Feed represents the largest cost on most dairy farms, and tremendous resources have been invested in studying ways to improve the feed efficiency of lactating dairy cows. Management strategies such as diet formulation, feed additives, and nutritional grouping can improve the efficiency of feed utilization on the farm. At the population level, genetic selection for traits such as Feed Saved, which was introduced as a selection tool by the Council on Dairy Cattle Breeding nearly five years ago, can be used to improve the feed efficiency of the Holstein breed.

When we introduce a new trait into the breeding program, it is interesting to see what relationships exist with other traits, such as animal behavior. In other words, if we select animals for greater feed efficiency in future generations, how might their behavior change as a consequence? One way to tackle this question is by examining the data from wearable sensors, which allow us to monitor the behavior of individual cows throughout the day.
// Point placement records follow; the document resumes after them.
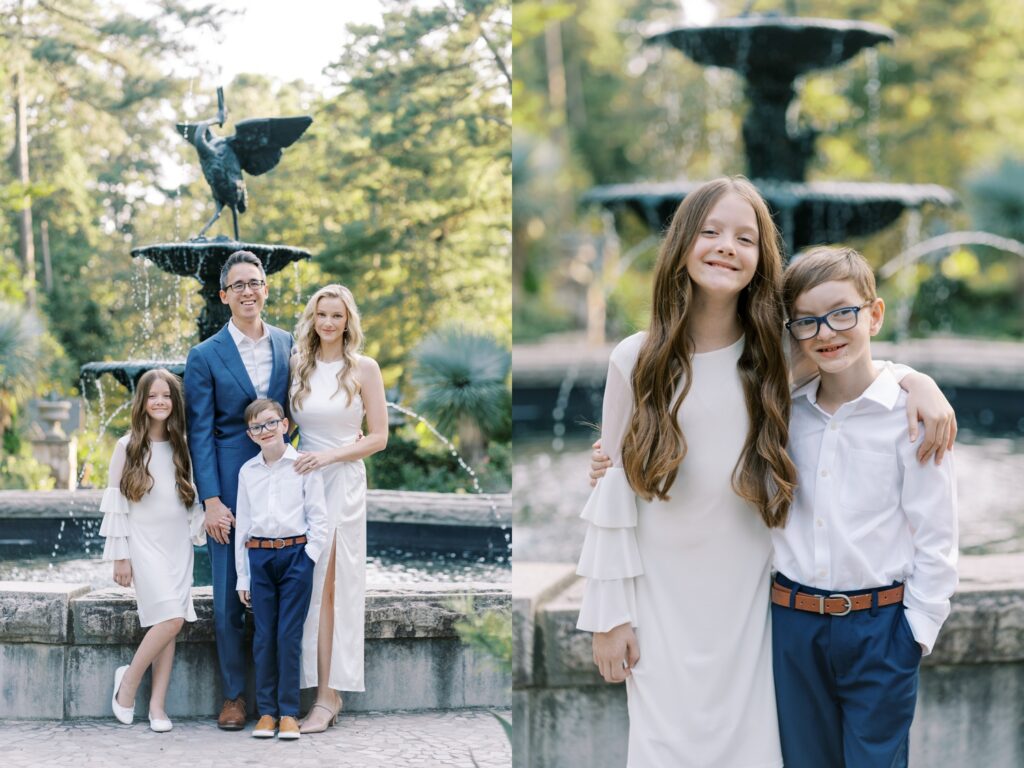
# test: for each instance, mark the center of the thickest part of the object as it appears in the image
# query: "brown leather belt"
(274, 543)
(835, 605)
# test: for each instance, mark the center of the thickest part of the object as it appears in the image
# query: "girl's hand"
(312, 461)
(926, 402)
(616, 652)
(122, 572)
(599, 464)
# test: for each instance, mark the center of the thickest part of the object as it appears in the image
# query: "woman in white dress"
(333, 388)
(677, 554)
(146, 508)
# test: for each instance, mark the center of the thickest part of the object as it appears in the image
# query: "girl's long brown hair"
(654, 445)
(135, 479)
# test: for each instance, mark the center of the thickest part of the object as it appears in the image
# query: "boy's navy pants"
(280, 585)
(845, 686)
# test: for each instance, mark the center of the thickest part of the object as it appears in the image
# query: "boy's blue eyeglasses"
(258, 429)
(843, 318)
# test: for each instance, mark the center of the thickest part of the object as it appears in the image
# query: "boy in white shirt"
(866, 561)
(278, 511)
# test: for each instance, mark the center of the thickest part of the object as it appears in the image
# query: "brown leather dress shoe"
(289, 728)
(232, 715)
(265, 727)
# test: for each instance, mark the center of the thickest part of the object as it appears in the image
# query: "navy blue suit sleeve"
(200, 410)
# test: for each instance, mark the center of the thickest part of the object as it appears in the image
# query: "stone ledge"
(483, 510)
(37, 612)
(427, 610)
(532, 585)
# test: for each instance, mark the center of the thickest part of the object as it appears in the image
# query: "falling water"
(872, 91)
(905, 282)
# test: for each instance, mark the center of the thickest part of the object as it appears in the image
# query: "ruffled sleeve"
(610, 559)
(116, 509)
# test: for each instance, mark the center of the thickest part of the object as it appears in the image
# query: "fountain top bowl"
(203, 258)
(773, 48)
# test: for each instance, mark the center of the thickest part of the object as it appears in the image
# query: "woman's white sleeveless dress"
(327, 420)
(692, 576)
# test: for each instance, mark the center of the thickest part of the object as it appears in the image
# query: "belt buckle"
(821, 604)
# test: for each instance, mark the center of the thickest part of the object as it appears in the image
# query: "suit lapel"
(279, 372)
(228, 353)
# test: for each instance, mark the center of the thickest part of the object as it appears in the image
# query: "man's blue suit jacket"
(217, 391)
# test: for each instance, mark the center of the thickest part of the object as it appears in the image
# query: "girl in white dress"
(333, 388)
(677, 554)
(147, 508)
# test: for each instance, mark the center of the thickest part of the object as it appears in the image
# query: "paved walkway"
(359, 740)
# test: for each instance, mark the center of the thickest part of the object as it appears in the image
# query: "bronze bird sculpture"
(255, 148)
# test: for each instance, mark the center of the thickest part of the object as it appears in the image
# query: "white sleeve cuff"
(607, 603)
(116, 548)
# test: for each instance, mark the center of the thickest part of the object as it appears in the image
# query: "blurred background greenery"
(593, 104)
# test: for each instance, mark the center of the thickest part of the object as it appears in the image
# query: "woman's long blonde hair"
(307, 345)
(135, 479)
(654, 444)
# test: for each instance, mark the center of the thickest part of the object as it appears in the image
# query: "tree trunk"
(26, 245)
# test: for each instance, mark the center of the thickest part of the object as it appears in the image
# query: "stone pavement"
(395, 739)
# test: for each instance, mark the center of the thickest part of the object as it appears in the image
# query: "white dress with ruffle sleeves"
(156, 535)
(691, 574)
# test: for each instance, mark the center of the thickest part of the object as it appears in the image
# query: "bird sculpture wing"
(258, 142)
(187, 130)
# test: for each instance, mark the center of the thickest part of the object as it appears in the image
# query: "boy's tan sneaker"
(265, 727)
(289, 728)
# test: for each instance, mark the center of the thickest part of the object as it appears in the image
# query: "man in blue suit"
(246, 359)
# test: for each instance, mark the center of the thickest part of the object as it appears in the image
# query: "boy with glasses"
(866, 562)
(281, 529)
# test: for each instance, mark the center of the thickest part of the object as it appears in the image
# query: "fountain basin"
(41, 522)
(60, 643)
(807, 212)
(780, 48)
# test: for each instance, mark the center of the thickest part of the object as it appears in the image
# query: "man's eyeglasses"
(254, 285)
(843, 318)
(257, 429)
In a recent study, we measured the physical activity (steps per day) of 635 cows in the University of Florida experimental herd and lying time (minutes per day) of 728 cows in the University of Wisconsin-Madison experimental herd. Daily feed intake was also recorded, on a dry matter basis, over a period of roughly six weeks in mid-lactation. By comparing the actual daily intake of each cow with its energy needs, which were computed from the cow’s milk yield, milk composition, and body size, we calculated the cow’s residual feed intake. Residual feed intake is a commonly used measure of feed efficiency, where animals with negative values eat less feed than expected based on their body size and milk production and are considered efficient, whereas animals with positive values eat more feed than expected and are considered inefficient.

As shown in the figure above, significant relationships were found between sires’ estimated breeding values (EBV) for activity, lying time, and feed efficiency. Sires whose daughters were less active, taking fewer steps per day than their herdmates, tended to have daughters that were also more efficient. On the contrary, bulls whose daughters were more active typically also sired daughters with higher residual feed intake, which meant they were less efficient than their contemporaries. A similar pattern was observed for lying time, where sires whose daughters spent more time lying each day tended to have offspring that were superior for feed efficiency, whereas those whose daughters spent less time lying typically had offspring with poorer feed efficiency. This indicates that a link may exist between feed efficiency and the daily behavior patterns of lactating dairy cows.

Behavior is just one aspect of feed efficiency, and many other known and unknown factors contribute to differences in residual feed intake between families. The biggest challenge in selecting dairy cattle for improved feed efficiency is that measuring the dry matter intake of individual cows every day is incredibly expensive and time consuming, so data collection is limited to research farms, and the reliabilities of genetic predictions are low. Alternative sources of data, such as video cameras and wearable sensors, may allow us to measure proxies for residual feed intake on commercial farms, and this would help improve the accuracy of our selection decisions in the future.